If a user wants a specific file from a folder on the tree, they no longer need to download every hash in the folder. Instead, they download a Classic Merkle branch linked to the folder (parent leaf) they're downloading the file from. This process allows the user to verify that the file is part of the tree without needing to download every hash of all other files in the folder.
This streamlined process significantly improves efficiency, especially with large datasets. Scionic Merkle Trees are a powerful tool for handling folders with numerous files, combining the directory-friendly nature of Merkle DAGs and the compact efficiency of Classic Merkle Trees.
Comparing the size of a Scionic Merkle Branch to bloated Merkle DAG Branches:
- For a folder containing 10 files, a Scionic branch needs just 5 leaves, while a Merkle DAG branch requires all 10. This makes the Scionic branch about 2x smaller.
- When the folder contains 1000 files, a Scionic branch uses only 11 leaves, compared to the full 1000 required by a Merkle DAG branch. This results in the Scionic branch being approximately 90x smaller.
- In the case of a folder with 10,000 files, a Scionic branch requires 15 leaves, while a Merkle DAG branch needs all 10,000. This means the Scionic branch is roughly 710x smaller.
- If the folder contains 1,000,000 files, a Scionic branch for any file in that folder would require around 21 leaves. This Scionic branch would be 50,000x smaller.
These statistics underline the substantial efficiency improvements made by Scionic Merkle Trees.
In the case of Scionic Merkle Trees, which incorporate Classic Merkle Trees within their structure, they exhibit logarithmic growth.
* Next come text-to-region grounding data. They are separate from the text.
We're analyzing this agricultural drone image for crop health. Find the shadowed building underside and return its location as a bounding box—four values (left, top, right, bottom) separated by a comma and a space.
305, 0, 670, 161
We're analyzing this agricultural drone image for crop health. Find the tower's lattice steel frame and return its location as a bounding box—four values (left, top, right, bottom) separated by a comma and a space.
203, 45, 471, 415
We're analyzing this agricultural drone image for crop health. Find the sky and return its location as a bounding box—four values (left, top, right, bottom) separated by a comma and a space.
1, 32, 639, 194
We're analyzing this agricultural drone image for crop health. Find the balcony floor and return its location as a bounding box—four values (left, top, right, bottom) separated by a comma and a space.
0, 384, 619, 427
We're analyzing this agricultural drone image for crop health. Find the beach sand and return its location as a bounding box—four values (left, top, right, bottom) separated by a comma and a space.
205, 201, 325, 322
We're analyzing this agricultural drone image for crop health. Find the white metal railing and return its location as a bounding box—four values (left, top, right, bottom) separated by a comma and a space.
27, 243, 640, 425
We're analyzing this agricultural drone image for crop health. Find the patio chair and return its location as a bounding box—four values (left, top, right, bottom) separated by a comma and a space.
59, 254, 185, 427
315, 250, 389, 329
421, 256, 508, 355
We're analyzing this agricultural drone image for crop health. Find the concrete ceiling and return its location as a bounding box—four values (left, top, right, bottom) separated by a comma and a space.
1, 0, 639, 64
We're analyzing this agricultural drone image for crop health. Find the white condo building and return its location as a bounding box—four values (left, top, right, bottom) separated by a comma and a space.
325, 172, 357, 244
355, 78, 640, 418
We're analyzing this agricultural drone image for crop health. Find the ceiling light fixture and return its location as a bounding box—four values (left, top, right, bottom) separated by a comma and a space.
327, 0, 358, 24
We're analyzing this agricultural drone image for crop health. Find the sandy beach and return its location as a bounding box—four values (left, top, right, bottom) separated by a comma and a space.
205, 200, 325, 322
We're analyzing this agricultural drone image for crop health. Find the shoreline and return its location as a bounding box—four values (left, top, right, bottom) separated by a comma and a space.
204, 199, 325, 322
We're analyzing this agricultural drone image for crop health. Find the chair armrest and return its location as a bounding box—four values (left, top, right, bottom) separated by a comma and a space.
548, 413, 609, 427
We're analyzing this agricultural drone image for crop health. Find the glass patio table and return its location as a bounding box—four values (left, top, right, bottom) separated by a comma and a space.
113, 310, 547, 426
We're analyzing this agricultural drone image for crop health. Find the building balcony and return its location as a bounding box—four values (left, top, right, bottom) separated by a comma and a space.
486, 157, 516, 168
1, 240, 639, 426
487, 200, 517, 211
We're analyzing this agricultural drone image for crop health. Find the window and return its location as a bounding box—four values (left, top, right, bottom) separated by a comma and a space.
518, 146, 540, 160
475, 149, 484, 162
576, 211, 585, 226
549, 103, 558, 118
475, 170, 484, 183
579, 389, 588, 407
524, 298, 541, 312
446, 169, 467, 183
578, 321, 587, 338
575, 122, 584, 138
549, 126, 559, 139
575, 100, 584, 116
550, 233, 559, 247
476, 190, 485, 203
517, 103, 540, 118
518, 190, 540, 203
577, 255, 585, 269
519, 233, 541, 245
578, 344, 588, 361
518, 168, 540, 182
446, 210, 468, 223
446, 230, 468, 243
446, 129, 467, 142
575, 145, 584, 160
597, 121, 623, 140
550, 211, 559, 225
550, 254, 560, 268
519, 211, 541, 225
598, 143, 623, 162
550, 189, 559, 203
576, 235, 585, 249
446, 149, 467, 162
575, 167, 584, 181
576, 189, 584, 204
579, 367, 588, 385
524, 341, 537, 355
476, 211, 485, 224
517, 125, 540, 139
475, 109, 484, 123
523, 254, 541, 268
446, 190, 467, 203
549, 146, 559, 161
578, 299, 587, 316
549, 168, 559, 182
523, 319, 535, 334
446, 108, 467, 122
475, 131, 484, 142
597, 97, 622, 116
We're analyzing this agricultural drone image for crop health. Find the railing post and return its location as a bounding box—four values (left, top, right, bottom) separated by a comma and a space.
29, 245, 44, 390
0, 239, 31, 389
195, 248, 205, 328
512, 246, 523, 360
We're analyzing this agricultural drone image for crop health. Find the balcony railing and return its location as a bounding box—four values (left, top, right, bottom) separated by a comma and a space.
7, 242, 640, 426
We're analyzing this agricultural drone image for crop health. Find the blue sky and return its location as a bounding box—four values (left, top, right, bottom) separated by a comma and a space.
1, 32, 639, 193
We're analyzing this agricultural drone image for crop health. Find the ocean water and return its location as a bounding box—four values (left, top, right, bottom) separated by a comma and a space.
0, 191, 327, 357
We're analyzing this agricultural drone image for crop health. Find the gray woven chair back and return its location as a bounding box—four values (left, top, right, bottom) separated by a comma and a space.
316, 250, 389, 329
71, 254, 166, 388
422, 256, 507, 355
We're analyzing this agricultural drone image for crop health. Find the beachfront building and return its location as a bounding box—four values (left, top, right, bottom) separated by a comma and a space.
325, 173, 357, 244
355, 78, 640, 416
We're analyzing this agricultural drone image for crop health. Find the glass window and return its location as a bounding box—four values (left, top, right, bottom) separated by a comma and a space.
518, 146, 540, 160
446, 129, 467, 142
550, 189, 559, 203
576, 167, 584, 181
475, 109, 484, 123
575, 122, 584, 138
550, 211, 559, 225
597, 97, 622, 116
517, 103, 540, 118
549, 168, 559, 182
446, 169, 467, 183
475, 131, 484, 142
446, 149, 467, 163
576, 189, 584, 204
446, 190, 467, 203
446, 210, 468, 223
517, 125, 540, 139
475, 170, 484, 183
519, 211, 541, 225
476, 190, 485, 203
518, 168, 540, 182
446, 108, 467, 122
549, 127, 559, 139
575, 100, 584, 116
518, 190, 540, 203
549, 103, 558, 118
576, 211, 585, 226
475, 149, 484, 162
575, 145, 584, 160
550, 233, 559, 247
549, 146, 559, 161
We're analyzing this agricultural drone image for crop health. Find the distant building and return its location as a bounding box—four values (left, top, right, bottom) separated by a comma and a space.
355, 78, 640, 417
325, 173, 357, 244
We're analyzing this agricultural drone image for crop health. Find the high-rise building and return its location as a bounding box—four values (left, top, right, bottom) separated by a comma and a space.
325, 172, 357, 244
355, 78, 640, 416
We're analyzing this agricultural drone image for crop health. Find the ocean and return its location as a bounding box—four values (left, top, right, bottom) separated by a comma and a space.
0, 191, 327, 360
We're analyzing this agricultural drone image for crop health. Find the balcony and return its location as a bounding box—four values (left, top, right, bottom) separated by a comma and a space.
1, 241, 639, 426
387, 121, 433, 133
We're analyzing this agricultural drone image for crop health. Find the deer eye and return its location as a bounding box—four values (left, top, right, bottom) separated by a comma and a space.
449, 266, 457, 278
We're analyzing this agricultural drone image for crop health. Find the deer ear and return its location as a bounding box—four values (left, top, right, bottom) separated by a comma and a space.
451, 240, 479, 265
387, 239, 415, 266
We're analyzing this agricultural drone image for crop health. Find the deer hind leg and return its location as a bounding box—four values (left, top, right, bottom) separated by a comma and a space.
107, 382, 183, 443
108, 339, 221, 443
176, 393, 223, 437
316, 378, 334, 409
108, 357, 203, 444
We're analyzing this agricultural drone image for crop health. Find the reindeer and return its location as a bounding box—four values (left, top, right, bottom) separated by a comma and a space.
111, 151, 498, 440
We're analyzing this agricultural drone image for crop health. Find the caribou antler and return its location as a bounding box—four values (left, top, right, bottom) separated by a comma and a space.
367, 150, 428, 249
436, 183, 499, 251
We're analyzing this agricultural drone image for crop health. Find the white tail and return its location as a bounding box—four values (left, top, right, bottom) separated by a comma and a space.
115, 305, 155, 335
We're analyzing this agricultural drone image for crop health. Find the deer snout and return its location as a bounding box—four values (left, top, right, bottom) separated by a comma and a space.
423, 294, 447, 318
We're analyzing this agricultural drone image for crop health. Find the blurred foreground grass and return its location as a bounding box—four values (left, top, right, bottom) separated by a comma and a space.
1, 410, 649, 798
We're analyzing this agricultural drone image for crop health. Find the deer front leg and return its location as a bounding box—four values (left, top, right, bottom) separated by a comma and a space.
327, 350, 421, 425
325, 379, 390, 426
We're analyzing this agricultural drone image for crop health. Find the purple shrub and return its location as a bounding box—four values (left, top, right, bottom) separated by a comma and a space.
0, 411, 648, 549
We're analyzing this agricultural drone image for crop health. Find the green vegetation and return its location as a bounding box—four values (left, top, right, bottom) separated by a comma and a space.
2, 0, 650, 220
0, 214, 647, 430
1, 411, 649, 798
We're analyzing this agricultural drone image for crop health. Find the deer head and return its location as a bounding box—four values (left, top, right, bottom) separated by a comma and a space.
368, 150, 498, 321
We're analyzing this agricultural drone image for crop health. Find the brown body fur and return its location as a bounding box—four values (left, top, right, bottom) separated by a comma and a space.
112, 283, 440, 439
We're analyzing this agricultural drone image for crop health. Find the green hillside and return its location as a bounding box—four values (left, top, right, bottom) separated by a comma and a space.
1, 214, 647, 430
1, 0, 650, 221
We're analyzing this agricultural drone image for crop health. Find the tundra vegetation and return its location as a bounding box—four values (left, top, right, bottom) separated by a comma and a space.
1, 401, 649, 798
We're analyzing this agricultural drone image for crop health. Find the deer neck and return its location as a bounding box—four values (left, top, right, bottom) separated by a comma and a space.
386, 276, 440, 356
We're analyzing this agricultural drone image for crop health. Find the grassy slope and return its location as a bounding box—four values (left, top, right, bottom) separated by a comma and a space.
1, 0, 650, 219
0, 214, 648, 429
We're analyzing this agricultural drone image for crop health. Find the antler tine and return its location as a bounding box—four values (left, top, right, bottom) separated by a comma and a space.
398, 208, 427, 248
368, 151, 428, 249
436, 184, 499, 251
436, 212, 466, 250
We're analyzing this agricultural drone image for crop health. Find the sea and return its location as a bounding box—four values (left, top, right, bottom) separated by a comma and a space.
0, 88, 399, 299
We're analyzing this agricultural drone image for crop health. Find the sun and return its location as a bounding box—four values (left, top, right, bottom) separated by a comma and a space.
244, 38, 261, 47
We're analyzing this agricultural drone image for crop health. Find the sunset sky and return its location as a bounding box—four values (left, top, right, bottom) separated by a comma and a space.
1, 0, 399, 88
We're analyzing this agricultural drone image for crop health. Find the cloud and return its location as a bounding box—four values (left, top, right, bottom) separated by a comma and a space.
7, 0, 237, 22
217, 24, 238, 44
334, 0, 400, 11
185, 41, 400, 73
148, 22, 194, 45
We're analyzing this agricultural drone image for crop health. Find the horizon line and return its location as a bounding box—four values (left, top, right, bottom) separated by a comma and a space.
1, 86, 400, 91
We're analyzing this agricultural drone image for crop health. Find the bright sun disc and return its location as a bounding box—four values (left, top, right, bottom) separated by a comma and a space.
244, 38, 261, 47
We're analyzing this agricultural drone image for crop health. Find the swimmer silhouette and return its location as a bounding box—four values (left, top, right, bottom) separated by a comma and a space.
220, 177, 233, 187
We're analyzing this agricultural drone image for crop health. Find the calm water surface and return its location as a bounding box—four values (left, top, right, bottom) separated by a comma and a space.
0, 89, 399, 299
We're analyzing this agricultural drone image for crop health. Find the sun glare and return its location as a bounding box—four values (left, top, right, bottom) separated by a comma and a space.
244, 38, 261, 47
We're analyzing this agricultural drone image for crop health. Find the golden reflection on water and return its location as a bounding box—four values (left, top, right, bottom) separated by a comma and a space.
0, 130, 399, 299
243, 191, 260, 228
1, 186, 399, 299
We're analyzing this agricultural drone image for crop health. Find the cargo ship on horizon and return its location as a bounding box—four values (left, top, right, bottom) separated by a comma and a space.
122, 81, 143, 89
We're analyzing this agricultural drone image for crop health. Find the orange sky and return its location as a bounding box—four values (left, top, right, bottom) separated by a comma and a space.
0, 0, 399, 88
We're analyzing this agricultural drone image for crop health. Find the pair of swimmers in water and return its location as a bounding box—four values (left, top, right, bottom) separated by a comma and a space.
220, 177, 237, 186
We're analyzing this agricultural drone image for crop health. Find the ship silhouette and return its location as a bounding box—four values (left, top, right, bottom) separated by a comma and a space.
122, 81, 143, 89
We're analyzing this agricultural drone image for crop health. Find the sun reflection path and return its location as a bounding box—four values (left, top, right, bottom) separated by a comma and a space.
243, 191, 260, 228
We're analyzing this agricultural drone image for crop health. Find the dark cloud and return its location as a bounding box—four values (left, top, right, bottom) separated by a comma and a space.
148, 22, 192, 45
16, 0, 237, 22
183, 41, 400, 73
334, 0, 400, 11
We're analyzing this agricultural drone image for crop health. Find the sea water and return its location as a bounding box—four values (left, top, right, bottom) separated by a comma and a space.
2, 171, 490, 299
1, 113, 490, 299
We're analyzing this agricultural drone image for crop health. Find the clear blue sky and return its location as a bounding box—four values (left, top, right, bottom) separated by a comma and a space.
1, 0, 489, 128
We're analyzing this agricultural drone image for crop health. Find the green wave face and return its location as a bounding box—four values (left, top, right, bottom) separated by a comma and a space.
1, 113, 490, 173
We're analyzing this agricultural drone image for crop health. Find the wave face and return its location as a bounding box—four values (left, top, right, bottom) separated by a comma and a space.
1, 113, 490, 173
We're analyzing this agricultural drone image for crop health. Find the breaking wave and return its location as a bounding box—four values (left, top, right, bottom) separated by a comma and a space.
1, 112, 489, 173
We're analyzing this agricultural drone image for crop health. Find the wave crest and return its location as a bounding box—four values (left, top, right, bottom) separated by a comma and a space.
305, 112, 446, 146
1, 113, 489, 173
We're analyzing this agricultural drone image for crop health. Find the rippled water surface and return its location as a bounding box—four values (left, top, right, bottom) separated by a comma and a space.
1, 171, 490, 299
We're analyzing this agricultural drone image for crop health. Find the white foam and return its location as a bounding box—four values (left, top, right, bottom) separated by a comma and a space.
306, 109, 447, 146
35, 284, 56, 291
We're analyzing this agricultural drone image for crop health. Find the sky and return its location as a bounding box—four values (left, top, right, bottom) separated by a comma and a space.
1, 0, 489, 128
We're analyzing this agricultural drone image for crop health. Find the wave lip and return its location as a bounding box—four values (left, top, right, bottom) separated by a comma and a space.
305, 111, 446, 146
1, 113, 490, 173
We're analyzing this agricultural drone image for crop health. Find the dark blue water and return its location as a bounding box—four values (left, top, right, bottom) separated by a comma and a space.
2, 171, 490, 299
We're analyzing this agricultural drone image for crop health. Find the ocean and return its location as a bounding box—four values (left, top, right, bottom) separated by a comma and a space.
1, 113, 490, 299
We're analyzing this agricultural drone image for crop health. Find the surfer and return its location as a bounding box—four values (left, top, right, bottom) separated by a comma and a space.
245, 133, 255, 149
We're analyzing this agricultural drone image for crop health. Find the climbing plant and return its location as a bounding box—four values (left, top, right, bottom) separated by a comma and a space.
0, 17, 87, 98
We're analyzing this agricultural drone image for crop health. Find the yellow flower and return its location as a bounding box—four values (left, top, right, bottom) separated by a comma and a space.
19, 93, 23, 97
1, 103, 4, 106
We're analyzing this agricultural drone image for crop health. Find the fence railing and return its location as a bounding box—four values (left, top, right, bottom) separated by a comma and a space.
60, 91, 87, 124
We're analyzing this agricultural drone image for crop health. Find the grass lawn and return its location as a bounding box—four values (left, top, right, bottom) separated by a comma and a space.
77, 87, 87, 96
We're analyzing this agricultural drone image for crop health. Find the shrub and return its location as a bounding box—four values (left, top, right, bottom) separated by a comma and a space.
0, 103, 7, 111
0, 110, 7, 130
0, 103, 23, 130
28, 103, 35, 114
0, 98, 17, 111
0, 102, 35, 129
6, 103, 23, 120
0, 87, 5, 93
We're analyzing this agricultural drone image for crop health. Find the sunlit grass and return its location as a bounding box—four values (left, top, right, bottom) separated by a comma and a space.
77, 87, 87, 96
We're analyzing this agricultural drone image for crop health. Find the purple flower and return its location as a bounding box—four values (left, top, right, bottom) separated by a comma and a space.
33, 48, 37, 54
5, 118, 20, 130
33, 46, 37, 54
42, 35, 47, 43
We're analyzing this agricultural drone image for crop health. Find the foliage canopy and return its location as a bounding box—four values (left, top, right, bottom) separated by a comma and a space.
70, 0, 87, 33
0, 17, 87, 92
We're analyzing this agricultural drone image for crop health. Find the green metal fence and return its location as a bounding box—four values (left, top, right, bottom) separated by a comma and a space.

This means that as the size of the input (the number of files in a folder) increases, the growth rate of the Classic Merkle Tree branches decreases. This makes Scionic Merkle Trees an efficient structure for managing large datasets, as the branches become exponentially smaller with the increasing number of files in the folder.
In stark contrast, the number of hashes required to validate a single folder in a Merkle DAG exhibits linear growth. If there are more children (files) in the folder, you must download the hash of each one to retrieve any individual file from the folder. This constant requirement can lead to overly large Merkle branches. The amount of hashes needed to validate a single file increases in direct proportion to the number of files in the folder, making it less efficient for large datasets.
To further enhance the functionality of Scionic Merkle Trees and support efficient data retrieval, each leaf in the tree is labeled with a sequenced number. This method facilitates the request for a range of Merkle leaves, much like what GraphSync attempts to accomplish, but without the complexity of using complex graph selectors and large request sizes.
The total number of leaves is recorded at the root of the tree. By doing so, users can request a range of leaves from a given folder and receive it as a small Scionic Merkle branch, reducing the bandwidth overhead and computational workload required to access multiple files in the same folder.
This approach provides the structural advantages of Scionic Merkle Trees, such as logarithmic growth of branches and efficient file download and verification, and also provides enhanced support for ranged requests, contributing to their practicality in large-scale data management scenarios.
npm install scionic-merkletree
This repository is not in a functioning state yet and should not be used at all until a release build has been published.